Как казалось Кодзи, Юко была склонна к насилию. У нее имелась знакомая, которая приходила к ней, предварительно созвонившись по телефону. Ее звали Кана, ей было около тридцати. Своего рода специалист, она иногда приходила, держа под мышкой кнут. Юко рассказывала потом, какое ей доставляло удовольствие хлестать эту женщину по ягодицам или по груди. Она не могла удержаться от смеха, слушая ее крики и плач. У этой Каны вся спина была изборождена шрамами, а ее груди, кожа на которых была очень тонкой, болтались как у старухи. «Если б только не эта женщина… — часто повторял про себя Кодзи, — если бы только…» Какой, скажите на милость, кайф лупить по сиськам и по жопе молодую девицу? Вспоминая те три недели, проведенные с Фуми в Осаке, он понимал теперь, насколько важными они оказались в его жизни. Фуми было всего двенадцать лет, но она знала все о сексе, включая даже вопросы беременности… За все это время он ни разу нормально не ел, проводя все дни рядом с нею, растянувшись на постели, облизывая ее обнаженное тело… тело двенадцатилетней девочки, которая играла с его восставшим, мокрым, покрытым спермой и слизью членом… тело, которое, словно фосфорическое, ослепительно светилось в лучах заходящего солнца… Ему казалось, что нет ничего прекрасней, чем бесчисленные шрамы, покрывавшие ее спину. Шум компрессора напоминал ему музыку… Уже год, как Фуми жила в Токио.

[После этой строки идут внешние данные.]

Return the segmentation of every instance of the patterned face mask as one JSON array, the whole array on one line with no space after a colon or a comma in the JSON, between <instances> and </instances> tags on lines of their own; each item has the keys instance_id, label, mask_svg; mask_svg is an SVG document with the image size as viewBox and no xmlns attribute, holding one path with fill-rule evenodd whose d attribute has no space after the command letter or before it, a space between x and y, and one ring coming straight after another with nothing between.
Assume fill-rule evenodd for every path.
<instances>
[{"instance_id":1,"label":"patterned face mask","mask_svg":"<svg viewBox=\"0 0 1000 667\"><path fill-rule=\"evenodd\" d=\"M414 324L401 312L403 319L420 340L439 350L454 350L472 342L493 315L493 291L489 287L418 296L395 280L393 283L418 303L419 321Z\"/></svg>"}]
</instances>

Не понимая, нравится это ему или вызывает отвращение. Кодзи ткнул парня концом палки прямо в глаз. Парень захрипел и разразился слезами. Он стал что-то предлагать Кодзи, но тот не мог ничего разобрать. Извиваясь всем телом, он запустил руку в карман и протянул Кодзи свое удостоверение личности. Это было удостоверение охранного агентства.
— Гони права, — приказал Кодзи.
— Нет у меня прав, — просипел парень, вывернув для пущей убедительности карманы брюк, куртки и даже рубашки.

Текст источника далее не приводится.